Степан рассказал ему про посольство в степи и про внезапный удар казаков на крымские земли.
— Что-то обличье твое, атаман, мне знакомо? — спросил Алмаз, всматриваясь в лицо казака. — Не бывал ты в Москве в зимовой станице?
Степан напомнил ему о себе.
— Постой, постой! Разин сын, атаманский крестник? Так, что ли? Кулачную правду хотел на Руси устроить?! — Думный дьяк добродушно и весело засмеялся. — Так вон ты какой возрос! Про тебя говорил дворянин Евдокимов, Иван Петрович, что Корнила растит из тебя атамана себе на смену? Тебе государь за спасенье князя Юрья Олексича посылал соболя? Молод казак, а сила в тебе играет. Верь старого дьяка слову, что быть тебе во больших атаманах, — заключил Алмаз. — К брату в войско поедешь?
— Крестный велел погостить тут недолго да снова в Черкасск ворочаться для крымских дел.

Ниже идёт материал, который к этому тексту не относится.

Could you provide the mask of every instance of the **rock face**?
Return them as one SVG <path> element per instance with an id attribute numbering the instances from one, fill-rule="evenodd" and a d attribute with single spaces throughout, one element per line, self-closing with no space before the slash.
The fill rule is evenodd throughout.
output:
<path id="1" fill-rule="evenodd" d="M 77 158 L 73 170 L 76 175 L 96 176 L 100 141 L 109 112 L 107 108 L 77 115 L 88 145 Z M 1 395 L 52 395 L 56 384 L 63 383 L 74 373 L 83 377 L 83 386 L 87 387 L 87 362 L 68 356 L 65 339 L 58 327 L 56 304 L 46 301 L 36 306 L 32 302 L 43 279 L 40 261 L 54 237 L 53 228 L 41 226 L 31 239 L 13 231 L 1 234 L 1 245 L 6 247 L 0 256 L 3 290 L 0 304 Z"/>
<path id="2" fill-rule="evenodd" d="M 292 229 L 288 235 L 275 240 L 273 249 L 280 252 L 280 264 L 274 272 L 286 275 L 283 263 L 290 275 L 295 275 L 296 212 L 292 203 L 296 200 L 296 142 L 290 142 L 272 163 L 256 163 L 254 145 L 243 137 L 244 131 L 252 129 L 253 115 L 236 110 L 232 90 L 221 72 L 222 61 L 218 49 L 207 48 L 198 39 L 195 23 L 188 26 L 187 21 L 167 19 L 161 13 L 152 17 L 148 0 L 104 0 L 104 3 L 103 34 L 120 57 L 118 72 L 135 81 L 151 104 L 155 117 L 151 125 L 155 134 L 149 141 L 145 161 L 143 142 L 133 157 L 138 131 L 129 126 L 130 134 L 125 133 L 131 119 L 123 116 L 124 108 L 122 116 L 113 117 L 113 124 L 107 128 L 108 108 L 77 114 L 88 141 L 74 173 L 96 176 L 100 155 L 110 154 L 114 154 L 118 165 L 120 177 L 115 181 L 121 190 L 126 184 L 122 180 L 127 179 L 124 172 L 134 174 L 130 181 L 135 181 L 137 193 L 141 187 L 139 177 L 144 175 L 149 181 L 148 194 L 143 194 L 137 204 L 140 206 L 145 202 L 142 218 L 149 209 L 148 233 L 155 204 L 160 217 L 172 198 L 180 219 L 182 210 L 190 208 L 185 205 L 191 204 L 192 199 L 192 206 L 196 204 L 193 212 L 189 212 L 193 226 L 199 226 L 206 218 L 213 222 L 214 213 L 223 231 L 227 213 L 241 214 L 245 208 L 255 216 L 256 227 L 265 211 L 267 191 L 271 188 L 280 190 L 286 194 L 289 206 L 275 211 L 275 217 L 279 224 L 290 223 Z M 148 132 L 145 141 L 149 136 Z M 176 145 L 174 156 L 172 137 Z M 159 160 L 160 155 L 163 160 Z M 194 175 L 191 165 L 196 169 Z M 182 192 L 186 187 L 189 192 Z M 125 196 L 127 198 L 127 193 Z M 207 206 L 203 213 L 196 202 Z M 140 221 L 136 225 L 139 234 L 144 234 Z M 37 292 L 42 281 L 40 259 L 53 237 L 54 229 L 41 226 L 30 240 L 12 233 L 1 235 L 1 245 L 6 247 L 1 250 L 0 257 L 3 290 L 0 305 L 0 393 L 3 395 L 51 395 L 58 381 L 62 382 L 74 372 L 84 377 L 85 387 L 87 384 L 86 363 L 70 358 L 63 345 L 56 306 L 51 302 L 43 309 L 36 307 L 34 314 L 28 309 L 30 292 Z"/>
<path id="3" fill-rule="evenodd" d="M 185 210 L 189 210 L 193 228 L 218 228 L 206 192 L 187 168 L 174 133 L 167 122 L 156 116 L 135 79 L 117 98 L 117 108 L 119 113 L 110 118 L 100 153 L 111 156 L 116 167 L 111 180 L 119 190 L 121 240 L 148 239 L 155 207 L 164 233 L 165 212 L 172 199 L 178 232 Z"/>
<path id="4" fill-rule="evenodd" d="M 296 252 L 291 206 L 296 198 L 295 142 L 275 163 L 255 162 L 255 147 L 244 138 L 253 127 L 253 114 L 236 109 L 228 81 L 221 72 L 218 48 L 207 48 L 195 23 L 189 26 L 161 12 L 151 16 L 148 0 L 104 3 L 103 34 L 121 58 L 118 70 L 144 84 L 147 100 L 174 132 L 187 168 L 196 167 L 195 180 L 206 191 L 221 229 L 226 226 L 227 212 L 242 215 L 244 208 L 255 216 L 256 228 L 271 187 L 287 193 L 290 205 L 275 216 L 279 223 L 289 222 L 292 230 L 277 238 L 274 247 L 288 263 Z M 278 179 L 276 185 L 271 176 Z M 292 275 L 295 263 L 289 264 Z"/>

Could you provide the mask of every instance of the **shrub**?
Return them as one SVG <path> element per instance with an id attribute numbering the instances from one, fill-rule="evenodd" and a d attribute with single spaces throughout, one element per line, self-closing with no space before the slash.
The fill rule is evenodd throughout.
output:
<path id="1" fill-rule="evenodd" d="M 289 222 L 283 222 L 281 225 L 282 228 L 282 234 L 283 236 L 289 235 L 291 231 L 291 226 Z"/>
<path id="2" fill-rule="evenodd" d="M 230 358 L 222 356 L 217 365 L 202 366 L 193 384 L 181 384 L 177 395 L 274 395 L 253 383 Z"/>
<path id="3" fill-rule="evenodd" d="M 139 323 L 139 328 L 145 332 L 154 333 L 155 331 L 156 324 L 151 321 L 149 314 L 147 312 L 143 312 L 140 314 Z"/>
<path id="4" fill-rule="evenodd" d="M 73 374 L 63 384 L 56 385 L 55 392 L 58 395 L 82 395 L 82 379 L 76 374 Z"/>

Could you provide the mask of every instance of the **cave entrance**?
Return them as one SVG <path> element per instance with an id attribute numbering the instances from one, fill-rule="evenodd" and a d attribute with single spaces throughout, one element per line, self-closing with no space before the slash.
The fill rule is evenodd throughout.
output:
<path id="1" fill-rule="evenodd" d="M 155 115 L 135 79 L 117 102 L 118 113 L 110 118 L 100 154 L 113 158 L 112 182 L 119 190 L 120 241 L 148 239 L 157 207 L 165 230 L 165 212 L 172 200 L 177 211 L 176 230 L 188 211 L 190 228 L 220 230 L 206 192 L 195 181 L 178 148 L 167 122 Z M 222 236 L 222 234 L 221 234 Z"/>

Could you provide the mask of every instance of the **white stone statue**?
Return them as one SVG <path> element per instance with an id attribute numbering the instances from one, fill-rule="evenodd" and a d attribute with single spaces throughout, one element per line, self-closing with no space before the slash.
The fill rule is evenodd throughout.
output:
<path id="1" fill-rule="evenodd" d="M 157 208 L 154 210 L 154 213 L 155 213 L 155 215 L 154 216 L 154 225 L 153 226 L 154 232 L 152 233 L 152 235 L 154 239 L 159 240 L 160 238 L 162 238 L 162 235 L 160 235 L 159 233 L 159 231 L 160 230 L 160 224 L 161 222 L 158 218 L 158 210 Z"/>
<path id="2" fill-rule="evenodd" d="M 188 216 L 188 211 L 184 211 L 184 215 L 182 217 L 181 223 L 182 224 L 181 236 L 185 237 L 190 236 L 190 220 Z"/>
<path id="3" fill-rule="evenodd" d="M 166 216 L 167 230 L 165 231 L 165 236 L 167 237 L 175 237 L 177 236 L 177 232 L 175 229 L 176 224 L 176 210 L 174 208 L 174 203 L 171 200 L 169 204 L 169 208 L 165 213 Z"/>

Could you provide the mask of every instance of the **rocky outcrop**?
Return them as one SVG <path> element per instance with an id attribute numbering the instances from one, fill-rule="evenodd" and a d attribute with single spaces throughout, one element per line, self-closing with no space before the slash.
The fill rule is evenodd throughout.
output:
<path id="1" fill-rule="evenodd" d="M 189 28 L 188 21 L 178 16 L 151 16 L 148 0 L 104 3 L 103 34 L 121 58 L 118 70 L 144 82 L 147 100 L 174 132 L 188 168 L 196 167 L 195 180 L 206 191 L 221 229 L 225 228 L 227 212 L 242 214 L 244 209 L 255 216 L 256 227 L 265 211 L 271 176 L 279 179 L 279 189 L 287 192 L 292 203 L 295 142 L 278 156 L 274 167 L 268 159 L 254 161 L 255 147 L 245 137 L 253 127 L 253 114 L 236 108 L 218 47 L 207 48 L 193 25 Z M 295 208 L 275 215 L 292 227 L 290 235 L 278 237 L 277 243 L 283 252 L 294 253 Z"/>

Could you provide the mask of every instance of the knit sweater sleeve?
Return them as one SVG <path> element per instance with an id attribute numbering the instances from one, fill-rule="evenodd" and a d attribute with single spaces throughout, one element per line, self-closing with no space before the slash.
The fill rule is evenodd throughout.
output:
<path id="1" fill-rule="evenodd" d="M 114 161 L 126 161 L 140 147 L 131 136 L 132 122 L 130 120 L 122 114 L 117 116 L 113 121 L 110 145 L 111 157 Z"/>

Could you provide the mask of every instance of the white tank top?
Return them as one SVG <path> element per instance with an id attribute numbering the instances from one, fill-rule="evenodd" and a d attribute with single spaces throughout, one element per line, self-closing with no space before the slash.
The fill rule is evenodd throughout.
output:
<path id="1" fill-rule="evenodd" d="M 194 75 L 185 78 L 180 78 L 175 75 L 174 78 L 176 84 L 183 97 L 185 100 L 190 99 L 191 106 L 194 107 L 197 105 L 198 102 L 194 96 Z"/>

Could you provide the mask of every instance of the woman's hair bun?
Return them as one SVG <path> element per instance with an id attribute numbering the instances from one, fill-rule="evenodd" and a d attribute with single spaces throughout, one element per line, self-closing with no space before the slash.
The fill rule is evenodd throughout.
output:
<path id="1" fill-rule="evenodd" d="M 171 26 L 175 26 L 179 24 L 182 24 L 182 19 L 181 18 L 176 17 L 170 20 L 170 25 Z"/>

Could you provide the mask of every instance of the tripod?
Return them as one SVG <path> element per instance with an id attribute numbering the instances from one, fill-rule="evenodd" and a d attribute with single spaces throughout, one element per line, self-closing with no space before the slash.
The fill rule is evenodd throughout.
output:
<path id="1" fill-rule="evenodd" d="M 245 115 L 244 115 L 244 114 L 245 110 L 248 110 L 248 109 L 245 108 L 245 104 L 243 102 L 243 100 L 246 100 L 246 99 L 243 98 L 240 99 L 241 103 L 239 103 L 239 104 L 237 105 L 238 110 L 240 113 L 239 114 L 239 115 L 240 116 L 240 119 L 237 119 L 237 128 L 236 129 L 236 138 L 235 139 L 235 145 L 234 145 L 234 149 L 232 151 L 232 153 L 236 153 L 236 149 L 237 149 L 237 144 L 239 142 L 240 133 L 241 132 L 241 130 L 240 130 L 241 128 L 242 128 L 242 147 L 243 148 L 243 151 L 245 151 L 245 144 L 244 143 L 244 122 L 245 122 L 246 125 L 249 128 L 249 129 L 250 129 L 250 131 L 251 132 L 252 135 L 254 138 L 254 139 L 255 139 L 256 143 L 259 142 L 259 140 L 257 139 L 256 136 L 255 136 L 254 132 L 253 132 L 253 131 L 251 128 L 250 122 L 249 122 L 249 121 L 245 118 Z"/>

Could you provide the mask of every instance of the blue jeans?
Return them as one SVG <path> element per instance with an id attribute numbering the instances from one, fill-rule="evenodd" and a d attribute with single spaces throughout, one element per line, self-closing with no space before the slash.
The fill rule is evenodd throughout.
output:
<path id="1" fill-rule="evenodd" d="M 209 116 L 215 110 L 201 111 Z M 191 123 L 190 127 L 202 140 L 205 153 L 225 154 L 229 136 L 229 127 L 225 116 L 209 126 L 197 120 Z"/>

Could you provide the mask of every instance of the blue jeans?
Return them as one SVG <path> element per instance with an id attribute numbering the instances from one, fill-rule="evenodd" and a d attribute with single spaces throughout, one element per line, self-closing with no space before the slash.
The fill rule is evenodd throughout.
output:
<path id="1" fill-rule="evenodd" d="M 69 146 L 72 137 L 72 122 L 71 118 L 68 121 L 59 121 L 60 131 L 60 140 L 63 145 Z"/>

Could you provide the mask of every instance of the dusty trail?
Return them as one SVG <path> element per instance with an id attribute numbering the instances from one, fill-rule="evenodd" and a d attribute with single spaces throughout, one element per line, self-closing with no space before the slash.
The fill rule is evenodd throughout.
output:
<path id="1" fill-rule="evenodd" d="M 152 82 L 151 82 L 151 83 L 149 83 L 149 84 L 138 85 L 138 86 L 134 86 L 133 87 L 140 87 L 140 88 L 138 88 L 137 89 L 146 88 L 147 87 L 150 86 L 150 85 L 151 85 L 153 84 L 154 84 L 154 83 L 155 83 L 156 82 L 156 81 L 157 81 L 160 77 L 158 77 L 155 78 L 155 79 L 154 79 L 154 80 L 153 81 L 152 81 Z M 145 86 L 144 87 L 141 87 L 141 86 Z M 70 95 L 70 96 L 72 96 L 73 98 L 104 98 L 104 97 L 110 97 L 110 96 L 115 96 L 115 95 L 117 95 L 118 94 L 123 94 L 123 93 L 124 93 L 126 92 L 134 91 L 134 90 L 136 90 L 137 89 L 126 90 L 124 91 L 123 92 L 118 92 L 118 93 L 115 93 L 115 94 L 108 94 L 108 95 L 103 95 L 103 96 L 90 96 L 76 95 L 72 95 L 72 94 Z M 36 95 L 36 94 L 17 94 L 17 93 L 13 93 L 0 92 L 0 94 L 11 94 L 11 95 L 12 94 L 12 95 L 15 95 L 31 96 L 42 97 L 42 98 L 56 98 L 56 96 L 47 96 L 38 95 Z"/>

— Как на Дон сберешься, опять заезжай ко мне, с тобой крестному грамоту напишу. Твой крестный — орел в казаках. Держись к нему ближе, — посоветовал думный дьяк и на прощанье поднес Степану кружку литовского меда.
— Долго ты не бывал, — сдержанно усмехнулся Иван, встретив брата.
— Крестный замиловал меня, Ваня, — словно чувствуя какую-то нужду оправдаться перед Иваном, сказал Степан. Он видел, что Иван его встретил не по обычаю холодно. — Чего-то примстилось Корниле, что быть мне большим атаманом и Доном владеть. И с чего примстилось, никак не разумею. В посольстве меня посылал к калмыкам. На Едичульскую орду пошли в поход — велел мне быть при нем есаулом: к расспросным делам приучал в войсковой избе. Да и сюда прислал с тайным делом к Алмазу Иванычу. И снова велел поспешать к нему на Дон с отпиской Алмаза.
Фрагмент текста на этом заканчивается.